Set in 1963, “Bridge Club” examines the rituals that draw a family together, rich with details of home, music, backyard make believe. The story begins as a humorous childhood recollection of the narrator, a young boy who embarrasses his mother in front of her bridge club. He sets the scene at his middle class Texas home, which he flees as his mother’s guests arrives, heading to his granny’s house in their back yard. The story takes a somber turn, though, as the family learns of Kennedy’s assassination. They spend the rest of the day together drawing comfort by sharing music, a tradition that continued through their lives together. The same sense of music as comforting ritual recurs in “Sycamore Creek, a coming of age story of deep friendships and love that could fill a second soundtrack for the book
While many of the stories are realistic and reminiscent, others take leaps. “Another Dragon to Slay” reads like a Civil War story, despite references to “Afghanistan in ’04.” An alternate history unfolds, set in a future United American Republic, after a war with Mexico. In the aftermath, the rights of individuals are based on different levels of citizenship obtained by bloodline, marriage, outright purchase, or earned through a Catch-22 system of military service granting one the privileges of “First Citizenship.” Congressional seats are openly obtained by the highest bidder in the Senatorial Auction. The protagonist, Mota, called Old Man by his commanding officer to his face and behind his back by his men, finds himself and his company sent into an impossible situation because they’re considered expendable. Though set in a fictional period, the theme of who really counts in America rings as current as today’s newspaper.

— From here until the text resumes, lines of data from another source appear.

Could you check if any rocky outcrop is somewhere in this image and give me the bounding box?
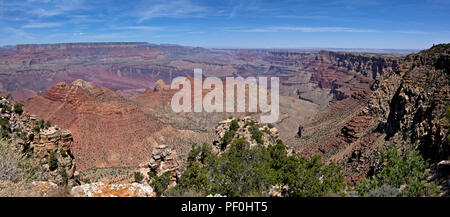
[0,96,78,186]
[295,44,449,184]
[30,127,77,186]
[153,80,170,91]
[369,44,450,161]
[339,44,450,181]
[213,116,283,152]
[71,182,155,197]
[149,144,181,180]
[341,44,449,182]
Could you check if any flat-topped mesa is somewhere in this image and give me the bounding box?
[8,42,154,65]
[317,50,401,78]
[15,42,150,52]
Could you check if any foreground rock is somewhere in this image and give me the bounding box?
[148,144,181,186]
[71,182,155,197]
[0,96,78,186]
[213,116,282,151]
[30,127,77,186]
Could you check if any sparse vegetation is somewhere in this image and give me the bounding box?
[3,105,12,113]
[133,171,144,183]
[221,130,235,150]
[33,120,51,133]
[13,103,23,115]
[355,145,439,197]
[249,125,264,144]
[171,139,346,197]
[0,180,40,197]
[45,121,51,129]
[0,140,38,182]
[229,119,240,131]
[445,105,450,146]
[281,155,345,197]
[60,149,67,158]
[148,170,171,196]
[61,169,68,186]
[48,151,58,171]
[0,118,10,139]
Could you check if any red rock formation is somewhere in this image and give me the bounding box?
[23,79,165,171]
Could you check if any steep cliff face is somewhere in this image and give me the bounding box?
[369,44,450,162]
[318,51,400,79]
[310,51,400,102]
[293,44,449,183]
[263,50,401,107]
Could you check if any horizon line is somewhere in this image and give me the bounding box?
[0,41,428,52]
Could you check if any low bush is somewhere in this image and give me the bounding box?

Throughout Foster’s prose, readers will find jewels of poetry, language that invites one to savor the images and ideas. Such is his description of the devout nature of Maggie in “Sycamore Creek,” about whom he says, “Her joy was singing hymns in harmony. Her righteousness was teaching the three Rodriguez children. . . to read. . . Her prayer was all day long when no one was looking. Her grace was believing in me.”
Radney Foster got through his illness and his voice returned, but he also found his voice in these pages of narrative.
Nancy Posey lives in Brentwood, TN, where she is an adjunct English professor after retiring from full-time teaching in North Carolina. An avid reader, she participates in two book clubs and blogs about books at discriminatingreader.com. She also writes poetry, plays the mandolin, and always enjoys learning something new.